Keyboard shortcuts tips

It takes time to memorize all of this shortcuts but your browsing technique will be more capable and superb once you learned all of this tips.
  • Spacebar (page down)
  • Shift-Spacebar (page up)
  • Ctrl+F (find)
  • Alt-N (find next)
  • Ctrl+D (bookmark page)
  • Ctrl+T (new tab)
  • Ctrl+K (go to search box)
  • Ctrl+L (go to address bar)
  • Ctrl+= (increase text size)
  • Ctrl+- (decrease text size)
  • Ctrl-W (close tab)
  • F5 (reload)
  • Alt-Home (go to home page)
Tab Navigation
  • Ctrl+Tab (rotate forward among tabs)
  • Ctrl+Shft+Tab (rotate to the previous tab)
  • Ctrl+1-9 (choose a number to jump to a specific tab)
Another keyboard shortcut, but it’s not commonly known and very useful. Go to the address bar (Control-L) and type the name of the site without the “www” or the “.com”. Let’s say “google”. Then press Control-Enter, and it will automatically fill in the “www” and the “.com”. For .net addresses, press Shift-Enter, and for .org addresses, press Control-Shift-Enter.

Mouse shortcut Tips

Sometimes you’re already using your mouse and it’s easier to use a mouse shortcut than to go back to the keyboard. Master these cool ones:
  • Middle click on link (opens in new tab)
  • Shift-scroll down (previous page)
  • Shift-scroll up (next page)
  • Ctrl-scroll up (decrease text size)
  • Ctrl-scroll down (increase text size)
  • Middle click on a tab (closes tab)
Speed up Firefox

If you have a broadband connection, you can use pipelining to speed up your page loads.

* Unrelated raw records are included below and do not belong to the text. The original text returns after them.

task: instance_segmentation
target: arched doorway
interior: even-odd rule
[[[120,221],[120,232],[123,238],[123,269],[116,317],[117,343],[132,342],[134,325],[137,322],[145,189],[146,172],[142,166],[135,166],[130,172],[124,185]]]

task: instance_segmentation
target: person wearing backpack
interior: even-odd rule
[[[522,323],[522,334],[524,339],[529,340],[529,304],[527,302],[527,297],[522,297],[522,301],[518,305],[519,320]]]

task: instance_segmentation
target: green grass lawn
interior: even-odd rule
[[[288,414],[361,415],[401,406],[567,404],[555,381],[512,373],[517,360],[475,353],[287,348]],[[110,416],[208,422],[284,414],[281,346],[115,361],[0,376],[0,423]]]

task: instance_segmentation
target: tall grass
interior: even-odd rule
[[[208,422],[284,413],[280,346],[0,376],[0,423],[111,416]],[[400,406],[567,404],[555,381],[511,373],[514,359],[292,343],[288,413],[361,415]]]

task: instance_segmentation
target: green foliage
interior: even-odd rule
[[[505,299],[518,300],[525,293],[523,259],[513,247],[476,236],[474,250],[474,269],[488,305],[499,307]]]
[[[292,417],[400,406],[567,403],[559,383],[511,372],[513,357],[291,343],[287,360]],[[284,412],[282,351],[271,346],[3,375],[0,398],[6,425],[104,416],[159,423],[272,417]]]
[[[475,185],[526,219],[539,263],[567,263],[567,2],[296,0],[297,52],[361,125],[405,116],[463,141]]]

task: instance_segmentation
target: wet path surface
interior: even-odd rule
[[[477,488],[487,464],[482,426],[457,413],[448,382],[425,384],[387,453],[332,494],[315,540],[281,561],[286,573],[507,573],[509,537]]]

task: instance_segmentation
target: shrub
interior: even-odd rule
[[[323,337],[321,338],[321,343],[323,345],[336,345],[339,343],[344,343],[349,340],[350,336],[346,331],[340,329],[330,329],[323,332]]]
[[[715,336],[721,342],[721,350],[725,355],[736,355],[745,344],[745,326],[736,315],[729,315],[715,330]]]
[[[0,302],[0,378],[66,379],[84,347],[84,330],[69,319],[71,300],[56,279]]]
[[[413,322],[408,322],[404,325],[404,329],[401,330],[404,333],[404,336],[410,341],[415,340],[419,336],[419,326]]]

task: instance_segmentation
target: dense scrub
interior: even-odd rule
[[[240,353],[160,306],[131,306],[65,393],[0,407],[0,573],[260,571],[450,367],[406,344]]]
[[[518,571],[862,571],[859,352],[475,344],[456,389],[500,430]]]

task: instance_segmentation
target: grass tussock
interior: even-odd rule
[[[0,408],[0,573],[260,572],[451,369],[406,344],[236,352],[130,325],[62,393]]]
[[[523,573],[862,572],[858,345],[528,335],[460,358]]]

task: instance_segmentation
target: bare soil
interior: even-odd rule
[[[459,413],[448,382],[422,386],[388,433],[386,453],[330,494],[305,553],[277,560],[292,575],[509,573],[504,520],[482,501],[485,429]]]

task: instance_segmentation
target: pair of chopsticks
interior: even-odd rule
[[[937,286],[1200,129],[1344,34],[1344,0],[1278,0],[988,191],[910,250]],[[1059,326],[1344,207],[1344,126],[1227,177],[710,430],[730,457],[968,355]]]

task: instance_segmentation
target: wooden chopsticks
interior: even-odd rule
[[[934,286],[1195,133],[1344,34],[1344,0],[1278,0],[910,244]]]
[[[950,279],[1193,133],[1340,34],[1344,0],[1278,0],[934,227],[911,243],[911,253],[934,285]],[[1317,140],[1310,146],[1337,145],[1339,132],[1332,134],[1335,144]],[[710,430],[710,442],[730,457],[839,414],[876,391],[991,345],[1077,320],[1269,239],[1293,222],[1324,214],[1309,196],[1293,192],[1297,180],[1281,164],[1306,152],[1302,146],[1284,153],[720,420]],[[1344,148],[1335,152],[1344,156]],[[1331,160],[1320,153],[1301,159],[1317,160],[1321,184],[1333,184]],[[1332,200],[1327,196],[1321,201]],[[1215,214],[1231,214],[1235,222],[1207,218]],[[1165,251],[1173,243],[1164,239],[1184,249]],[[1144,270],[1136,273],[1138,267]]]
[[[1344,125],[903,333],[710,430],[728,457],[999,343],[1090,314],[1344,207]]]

This allows Firefox to load multiple things on a page at once, instead of one at a time (by default, it’s optimized for dialup connections). Here’s how:
  • Type “about:config” into the address bar and hit return. Type “network.http” in the filter field, and change the following settings (double-click on them to change them):
  • Set “network.http.pipelining” to “true”
  • Set “network.http.proxy.pipelining” to “true”
  • Set “network.http.pipelining.maxrequests” to a number like 30. This will allow it to make 30 requests at once.
  • Also, right-click anywhere and select New-> Integer. Name it “nglayout.initialpaint.delay” and set its value to “0?. This value is the amount of time the browser waits before it acts on information it receives.
Limit RAM usage.

If Firefox takes up too much memory on your computer, you can limit the amount of RAM it is allowed to us. Again, go to about:config, filter “browser.cache” and select “browser.cache.disk.capacity”. It’s set to 50000, but you can lower it, depending on how much memory you have. Try 15000 if you have between 512MB and 1GB ram.